During the first Reiki treatment, I was laying on the table not sure what to expect. With my eyes closed I very clearly saw a teenage boy standing next to me with long blond hair, blue eyes, and about 18 years old. I remember as child often seeing faces looking at me on the ceiling of my bedroom, but nothing like this. Then of all things, he started talking to me in my mind. He smiled and said that he was glad I had met his mom, and that she and I needed each other. I was pretty freaked out. The woman, who became my Reiki teacher, felt something was amiss and asked me. I told her what I was seeing and what he was saying. She burst into tears and went to the piano, bringing back a picture. It was him. It was her son who had taken his life in her house. That afternoon a proverbial light switch turned on. The message was clear. “You have incarnated with these abilities and you’re going to start using them NOW!” And so my journey began.
I saw that there were lessons to be learned from having this disease. I began to actually create the space to be thankful for the pain, because without it I wouldn’t have been on a search for healing. I might not have experienced the awe and mystery of what was opening up for me. I saw that not only were there lessons, but there were blessons. It’s when you’re able to view a painful lesson as a blessing. In other words, a blesson is what happens when you see the blessing in the lesson that your challenge taught you.
We all at some time or another have pain; be it physical or emotional. For me, the last few years has been a time of intense pain. My emotions have run the gamut from desperation, to finally a place of surrender and acceptance. Pain has been a powerful teacher and has taught me many lessons about myself.

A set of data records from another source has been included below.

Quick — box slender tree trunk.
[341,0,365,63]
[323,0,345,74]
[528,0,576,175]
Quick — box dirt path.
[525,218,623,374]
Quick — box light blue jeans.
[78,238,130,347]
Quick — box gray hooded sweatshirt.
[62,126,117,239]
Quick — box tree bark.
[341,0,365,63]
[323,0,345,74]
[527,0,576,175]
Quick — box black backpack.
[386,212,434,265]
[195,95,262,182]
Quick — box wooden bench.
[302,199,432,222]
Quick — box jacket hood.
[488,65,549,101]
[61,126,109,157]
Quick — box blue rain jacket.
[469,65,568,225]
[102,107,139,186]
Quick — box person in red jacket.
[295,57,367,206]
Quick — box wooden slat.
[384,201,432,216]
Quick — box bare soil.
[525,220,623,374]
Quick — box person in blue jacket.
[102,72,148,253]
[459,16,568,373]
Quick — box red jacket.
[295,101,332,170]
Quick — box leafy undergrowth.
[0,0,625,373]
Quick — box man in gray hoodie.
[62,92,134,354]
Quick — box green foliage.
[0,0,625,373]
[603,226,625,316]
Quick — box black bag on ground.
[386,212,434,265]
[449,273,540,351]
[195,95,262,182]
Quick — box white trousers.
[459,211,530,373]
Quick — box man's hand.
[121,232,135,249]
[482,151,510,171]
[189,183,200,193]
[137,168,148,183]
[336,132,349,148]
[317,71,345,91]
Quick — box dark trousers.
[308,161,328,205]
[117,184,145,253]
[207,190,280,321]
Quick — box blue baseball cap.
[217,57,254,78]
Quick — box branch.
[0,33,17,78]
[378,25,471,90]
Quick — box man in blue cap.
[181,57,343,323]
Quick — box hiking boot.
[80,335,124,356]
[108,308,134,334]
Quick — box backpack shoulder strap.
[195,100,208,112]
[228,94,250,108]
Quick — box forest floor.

We can learn a lot about ourselves when we’re in pain.
I want to share a few of the many blessons that pain as taught me. There are times that I have to remind myself of what I’m going to say. There are times I can’t reach for these because I’m in the so called “pit”.
We can feel better when when we acknowledge that it’s there instead of trying to think positive, or by willing it away.
Hello crappy day. Hello pain. Yes, you’re here. I don’t like you. I may even hate you, but this is what it is right now. Instead of cutting myself off from the present moment and pretending otherwise, I’m going to sit down and have a cup of tea with you and look you in the eye.
When we try and avoid feeling something, it doesn’t leave.
That anger that is stuck in your throat isn’t going anywhere unless you deal with it. That sadness that you keep throwing happy Netflix shows at, might be better dealt with by having a good cry and acknowledging that it’s there. You can’t go somewhere else and then begin to deal with your pain. You have to start right where your pain is.
Pain is the ultimate teacher of patience and impermanence.
It’s temporary. It’s ALL temporary. We don’t like to remember that when good stuff is going on. When we sit with our pain, it’s the best time to connect with that knowledge of impermanence. It hurts right now. There was a time when I didn’t hurt. It might not hurt tomorrow. I can be okay with the fact that right now is painful in part because, I know that ultimately it won’t last forever.
Being strong isn’t about being impervious to pain.
I’ll say it again another way: We aren’t strong because pain doesn’t affect us. We are strong because we let pain affect us. We feel it fully. We open up and acknowledge it. Fearlessness isn’t being a brick wall in the face of pain. Fearlessness and strength isn’t a calm facade that doesn’t allow pain to touch us. It’s the opposite. Our strength is in our raw, broken up reality. Don’t push it away. Don’t look away from it. Listen to it. You are so much stronger than you know!